The Hong Kong airport at that midnight hour had been spooky, with carpet-cleaning machines whirling and dark, empty shops. She had nursed a cup of tea in the food hall, waiting for the flight to board. Around her, tired travelers checked e-mails, read newspapers, drank beer. She moved to the gate area and sat down. When the call came, the travelers all gathered up their things and traipsed to the gate, almost zombielike in their slow, sleepy gait.

Her body is awake now, immediately, when she realizes where she is. She is tingly, alive, painfully so. Her son might, might, be on the other side of this flight. She will fly across this ocean, go to this different country, check into the hotel and take up vigil again, so that she might feel his body nestle against hers, smell his sweet breath.

The cabin is dark. They switch off all the lights after takeoff, and most passengers are sleeping before the plane even gets off the ground. She was so wired that she thought she would never fall asleep, but it happened without her knowing. She is grateful for the rest. She looks at her watch: 3:00 a.m. She slept for a couple of hours and now has a few more hours of flight time.

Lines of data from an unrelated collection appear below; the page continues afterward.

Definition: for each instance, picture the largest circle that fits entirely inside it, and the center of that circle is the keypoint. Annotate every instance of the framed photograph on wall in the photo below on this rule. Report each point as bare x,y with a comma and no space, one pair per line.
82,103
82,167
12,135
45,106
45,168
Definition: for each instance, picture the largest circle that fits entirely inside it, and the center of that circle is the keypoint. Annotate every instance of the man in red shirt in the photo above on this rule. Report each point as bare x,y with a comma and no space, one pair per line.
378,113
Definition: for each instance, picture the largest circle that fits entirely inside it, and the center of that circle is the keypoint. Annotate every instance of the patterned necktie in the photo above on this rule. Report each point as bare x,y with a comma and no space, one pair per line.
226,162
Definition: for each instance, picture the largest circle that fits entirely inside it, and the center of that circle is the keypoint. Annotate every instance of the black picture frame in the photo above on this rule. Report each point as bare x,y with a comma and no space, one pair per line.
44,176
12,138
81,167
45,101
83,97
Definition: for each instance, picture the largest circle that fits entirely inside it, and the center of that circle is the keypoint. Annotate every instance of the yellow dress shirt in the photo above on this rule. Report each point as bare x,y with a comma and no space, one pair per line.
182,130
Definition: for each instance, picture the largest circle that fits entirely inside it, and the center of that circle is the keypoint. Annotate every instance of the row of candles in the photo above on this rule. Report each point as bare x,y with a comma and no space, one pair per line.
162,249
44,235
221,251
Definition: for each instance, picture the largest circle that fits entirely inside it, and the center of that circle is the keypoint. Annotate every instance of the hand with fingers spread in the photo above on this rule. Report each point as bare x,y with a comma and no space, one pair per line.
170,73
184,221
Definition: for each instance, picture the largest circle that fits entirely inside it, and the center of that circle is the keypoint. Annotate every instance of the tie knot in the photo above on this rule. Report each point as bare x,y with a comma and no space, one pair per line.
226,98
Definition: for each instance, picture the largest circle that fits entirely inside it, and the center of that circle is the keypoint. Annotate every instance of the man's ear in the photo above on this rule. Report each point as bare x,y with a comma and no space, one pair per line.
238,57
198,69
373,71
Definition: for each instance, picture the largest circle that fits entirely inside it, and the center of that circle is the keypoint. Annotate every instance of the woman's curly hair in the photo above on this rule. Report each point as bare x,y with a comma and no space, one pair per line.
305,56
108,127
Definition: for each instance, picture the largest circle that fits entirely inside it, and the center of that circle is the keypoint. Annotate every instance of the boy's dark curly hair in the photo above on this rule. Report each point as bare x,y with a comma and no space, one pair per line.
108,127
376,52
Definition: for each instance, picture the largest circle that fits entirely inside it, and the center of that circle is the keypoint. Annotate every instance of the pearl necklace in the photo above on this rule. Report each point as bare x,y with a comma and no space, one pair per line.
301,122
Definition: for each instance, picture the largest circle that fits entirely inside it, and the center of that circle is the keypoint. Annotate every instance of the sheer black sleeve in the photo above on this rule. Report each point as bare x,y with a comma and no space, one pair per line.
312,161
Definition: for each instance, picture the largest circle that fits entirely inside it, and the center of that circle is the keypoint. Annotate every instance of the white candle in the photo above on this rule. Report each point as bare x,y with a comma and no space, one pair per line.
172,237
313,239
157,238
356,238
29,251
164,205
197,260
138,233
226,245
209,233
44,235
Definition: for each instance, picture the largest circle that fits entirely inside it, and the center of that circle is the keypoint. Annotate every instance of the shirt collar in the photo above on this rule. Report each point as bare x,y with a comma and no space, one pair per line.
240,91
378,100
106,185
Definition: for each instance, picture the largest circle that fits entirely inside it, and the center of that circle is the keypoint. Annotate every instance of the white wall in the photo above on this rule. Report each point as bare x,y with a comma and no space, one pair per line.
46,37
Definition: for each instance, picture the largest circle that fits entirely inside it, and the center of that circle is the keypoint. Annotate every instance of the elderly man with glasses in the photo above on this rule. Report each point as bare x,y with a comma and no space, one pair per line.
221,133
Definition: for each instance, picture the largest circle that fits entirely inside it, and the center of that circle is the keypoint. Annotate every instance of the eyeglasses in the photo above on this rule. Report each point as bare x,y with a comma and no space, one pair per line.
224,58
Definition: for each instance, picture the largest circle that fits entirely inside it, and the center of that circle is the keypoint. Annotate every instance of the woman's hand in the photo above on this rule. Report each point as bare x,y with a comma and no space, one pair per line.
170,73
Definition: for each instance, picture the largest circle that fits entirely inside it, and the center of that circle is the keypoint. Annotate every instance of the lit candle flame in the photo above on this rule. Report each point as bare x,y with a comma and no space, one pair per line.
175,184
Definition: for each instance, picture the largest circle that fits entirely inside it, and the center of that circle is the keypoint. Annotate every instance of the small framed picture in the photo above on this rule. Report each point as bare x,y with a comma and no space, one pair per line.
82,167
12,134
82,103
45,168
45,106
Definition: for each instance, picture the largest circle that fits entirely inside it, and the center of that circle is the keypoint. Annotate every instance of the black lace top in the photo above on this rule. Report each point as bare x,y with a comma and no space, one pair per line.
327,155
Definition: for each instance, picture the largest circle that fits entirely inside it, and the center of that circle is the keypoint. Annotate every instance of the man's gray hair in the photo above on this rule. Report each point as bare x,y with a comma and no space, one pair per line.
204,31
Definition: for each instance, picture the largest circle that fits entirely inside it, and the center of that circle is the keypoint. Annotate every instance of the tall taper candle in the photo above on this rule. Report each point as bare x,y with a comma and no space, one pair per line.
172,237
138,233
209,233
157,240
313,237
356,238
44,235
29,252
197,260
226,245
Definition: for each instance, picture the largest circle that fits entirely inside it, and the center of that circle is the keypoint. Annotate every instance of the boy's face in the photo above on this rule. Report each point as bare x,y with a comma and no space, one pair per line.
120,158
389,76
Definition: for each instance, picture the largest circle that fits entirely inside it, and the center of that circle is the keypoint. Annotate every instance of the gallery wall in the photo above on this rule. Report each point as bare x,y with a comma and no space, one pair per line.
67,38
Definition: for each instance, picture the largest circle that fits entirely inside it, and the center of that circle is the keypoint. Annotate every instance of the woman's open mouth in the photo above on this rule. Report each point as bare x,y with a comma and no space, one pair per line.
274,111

It’s been seventeen months. Seventeen months since October break when they went to Seoul and G was lost. Seventeen months since she has seen her baby.

When they land, she and her fellow travelers are regurgitated, rumpled and disheveled, into a giant hallway. She goes through immigration and out into the still-quiet arrivals hall, it being a mere six in the morning. Outside is freezing — early spring can still be cold in Seoul — and her breath puffs out as she walks to the cab line. This city is the color of smoke — all gray concrete, cinder-block buildings, and morning sky — but turns into neon frenzy at night, with pulsating lights and the red and white streaks of passing cars. She gets a taxi to the hotel and lies back, exhausted, against the vinyl seat, seeing the flat gray of the Han River, the billboards announcing new electronics, and pretty girls advertising Korean shampoo. Stripped trees line the banks of the river, bare silhouettes until suddenly she sees one with a nest on it. She allows herself to imagine the return trip, with G beside her, surely looking a little bit different, certainly quiet, subdued, but back with her, back next to her. Will this vision come true? Will this gift be given to her? She doesn’t pray. She has prayed so much she is exhausted and not sure if she wants to believe in it, just as she doesn’t want to say she doesn’t believe in it just in case God is vengeful. How many bargains has she struck with the world in these past seventeen months? How many deals has she made with the devil or whoever she thinks might sway destiny? Too many that have come to nothing.